Reconnue à l’ONU, l’AIM sera susceptible de bénéficier de fonds onusiens dans le but de les distribuer aux associations qui la composent. Ce qui pourrait nous aider à organiser des événements et à mener nos différentes missions à bien. Pour pouvoir prétendre à intégrer l’AIM, les trois objectifs cités plus haut sont fondamentaux. Notre association, l’ARIM, adhère totalement à ces principes puisque nos deux objectifs principaux sont :
- 1. De garantir la liberté individuelle de chacun(e) pour vivre sa foi dans le respect d’autrui.
- 2. D’exercer son esprit critique.
Aujourd’hui l’ARIM est partie prenante d’un réseau d’une quinzaine d’associations de part le monde sur les cinq continents. Plus important encore, aujourd’hui, nous sommes en mesure de nous rendre compte réellement de l’étendue des difficultés que peuvent rencontrer des militants des droits humains, qu’ils soient spirituels ou non, dans le cadre de sociétés à référence islamique ou non. Les menaces, discriminations, admonestations de (non) musulmans contre des (non) musulmans deviennent concrètes et réelles. De même que les actions, la volonté d’aller de l’avant que l’on y rencontre aussi.
Il n’y a pas lieu d’être pessimiste, au contraire. Mais il faut réaliser à quel point de nombreuses personnes courageuses encourent des risques réels dans des pays sensibles comme le Pakistan ou la Malaisie sans que cela n’entame leur détermination et leur abnégation. Dans ce réseau mondial, nous trouvons non seulement d’autres militants avec qui partager nos expériences, des personnes qui sont des sources d’inspirations et d’encouragement, mais aussi et surtout, de nouveaux amis, frères et sœurs en islam et en humanité, et qui nous rappellent que la foi et la raison n’ont de sens que s’ils s’alimentent de compassion, d’altruisme et de bel agir envers tous.
Nos actions sont encore limitées à des cercles de lecture, mais notre ambition est plus grande. Nous ne pensons pas que nous changerons la face du monde, mais nous pouvons certainement essayer d’y contribuer au moins à l’échelle locale. D’autres actions sont en projet, des idées viennent de-ci de-là, mais le financement est toujours un problème conséquent qui empêche certaines de nos idées de développer leurs ailes. Il ne fait pas de doute qu’au fur et à mesure des rencontres et des échanges, d’autres idées d’actions seront envisagés. Nous devons ne rien sous-estimer et nous laisser la possibilité de faire, et d’accomplir encore plus.

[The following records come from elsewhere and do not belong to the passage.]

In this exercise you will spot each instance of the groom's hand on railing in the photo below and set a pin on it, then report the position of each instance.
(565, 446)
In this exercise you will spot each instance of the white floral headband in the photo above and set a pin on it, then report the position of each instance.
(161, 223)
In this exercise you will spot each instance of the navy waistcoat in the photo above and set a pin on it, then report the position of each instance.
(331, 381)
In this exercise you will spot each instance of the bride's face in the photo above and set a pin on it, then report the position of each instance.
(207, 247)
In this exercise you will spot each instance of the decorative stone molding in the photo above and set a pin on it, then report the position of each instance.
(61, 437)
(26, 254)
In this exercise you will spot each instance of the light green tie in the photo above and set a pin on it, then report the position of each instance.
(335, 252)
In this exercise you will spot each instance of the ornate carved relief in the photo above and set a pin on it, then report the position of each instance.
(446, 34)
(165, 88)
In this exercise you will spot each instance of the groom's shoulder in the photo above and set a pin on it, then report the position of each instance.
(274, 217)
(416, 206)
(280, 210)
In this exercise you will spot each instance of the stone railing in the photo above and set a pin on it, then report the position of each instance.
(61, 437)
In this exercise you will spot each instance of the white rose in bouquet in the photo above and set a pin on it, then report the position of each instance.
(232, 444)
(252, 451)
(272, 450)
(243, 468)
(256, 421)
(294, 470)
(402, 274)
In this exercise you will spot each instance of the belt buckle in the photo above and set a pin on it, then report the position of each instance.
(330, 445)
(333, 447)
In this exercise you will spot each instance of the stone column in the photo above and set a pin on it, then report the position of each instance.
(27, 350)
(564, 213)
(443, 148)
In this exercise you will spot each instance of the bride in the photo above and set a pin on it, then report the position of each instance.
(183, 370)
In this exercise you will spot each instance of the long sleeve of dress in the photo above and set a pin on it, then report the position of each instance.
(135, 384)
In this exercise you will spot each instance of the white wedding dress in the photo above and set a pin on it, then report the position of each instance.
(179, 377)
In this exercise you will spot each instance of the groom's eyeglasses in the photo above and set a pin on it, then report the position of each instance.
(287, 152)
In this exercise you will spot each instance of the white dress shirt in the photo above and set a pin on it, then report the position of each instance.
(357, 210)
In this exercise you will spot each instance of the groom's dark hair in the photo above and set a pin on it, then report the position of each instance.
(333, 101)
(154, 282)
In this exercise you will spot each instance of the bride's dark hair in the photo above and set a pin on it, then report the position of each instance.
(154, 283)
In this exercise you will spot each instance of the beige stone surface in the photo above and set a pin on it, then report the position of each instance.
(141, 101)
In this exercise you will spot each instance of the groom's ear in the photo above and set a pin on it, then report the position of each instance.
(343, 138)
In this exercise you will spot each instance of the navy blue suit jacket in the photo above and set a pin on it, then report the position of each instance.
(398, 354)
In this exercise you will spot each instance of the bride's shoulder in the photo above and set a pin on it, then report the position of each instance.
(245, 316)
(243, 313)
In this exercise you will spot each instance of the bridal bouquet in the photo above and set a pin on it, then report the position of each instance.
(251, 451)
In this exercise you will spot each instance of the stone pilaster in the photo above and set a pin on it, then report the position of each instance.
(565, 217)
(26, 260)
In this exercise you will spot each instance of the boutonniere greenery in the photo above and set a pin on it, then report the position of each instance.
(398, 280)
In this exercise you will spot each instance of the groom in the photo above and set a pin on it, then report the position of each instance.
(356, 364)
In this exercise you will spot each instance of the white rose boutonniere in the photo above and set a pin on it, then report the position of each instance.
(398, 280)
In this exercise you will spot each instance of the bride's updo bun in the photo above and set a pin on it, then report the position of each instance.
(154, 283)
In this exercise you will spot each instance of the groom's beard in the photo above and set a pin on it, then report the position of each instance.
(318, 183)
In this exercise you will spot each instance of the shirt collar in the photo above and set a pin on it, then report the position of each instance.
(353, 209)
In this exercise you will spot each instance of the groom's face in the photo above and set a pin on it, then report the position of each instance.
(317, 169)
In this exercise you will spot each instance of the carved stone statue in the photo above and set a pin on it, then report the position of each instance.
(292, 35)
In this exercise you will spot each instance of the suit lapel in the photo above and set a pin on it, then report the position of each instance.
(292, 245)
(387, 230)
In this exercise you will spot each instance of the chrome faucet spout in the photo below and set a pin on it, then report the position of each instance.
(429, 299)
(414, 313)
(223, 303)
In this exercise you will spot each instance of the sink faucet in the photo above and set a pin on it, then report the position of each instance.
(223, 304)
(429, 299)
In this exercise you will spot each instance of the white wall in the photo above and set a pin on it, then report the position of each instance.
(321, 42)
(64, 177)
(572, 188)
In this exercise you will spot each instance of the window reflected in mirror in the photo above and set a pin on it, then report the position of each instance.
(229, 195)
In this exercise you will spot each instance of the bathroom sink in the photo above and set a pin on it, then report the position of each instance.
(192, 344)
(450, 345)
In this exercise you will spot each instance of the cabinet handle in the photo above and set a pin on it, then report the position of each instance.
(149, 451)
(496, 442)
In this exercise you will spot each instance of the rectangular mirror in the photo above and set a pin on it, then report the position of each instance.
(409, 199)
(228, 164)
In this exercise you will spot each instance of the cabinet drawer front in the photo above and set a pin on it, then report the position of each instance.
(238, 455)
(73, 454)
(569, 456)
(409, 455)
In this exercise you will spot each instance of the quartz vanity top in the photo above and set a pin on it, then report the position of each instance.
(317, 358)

Contrairement à ce qu’aiment à répéter certains, le réformisme islamique issu de la pensée d’Al-Afghânî (m. 1897) et de Muhammad ‘Abduh (m. 1905) est loin d’être fini, oublié, ou vaincu. Bien au contraire, ce n’est que tardivement, à savoir maintenant, que les bourgeons du renouveau commencent à s’ouvrir après tant d’efforts contraires de la part les conservateurs et des traditionalistes pour dénaturer la pensée des artisans de la Renaissance (Nahdha) islamique qu’étaient ces deux hommes. L’ARIM, l’AIM, mais aussi l’ensemble des associations inclusives et progressistes trouvent dans la Nahdha un point d’appui théologique pour des revendications de liberté et d’équité.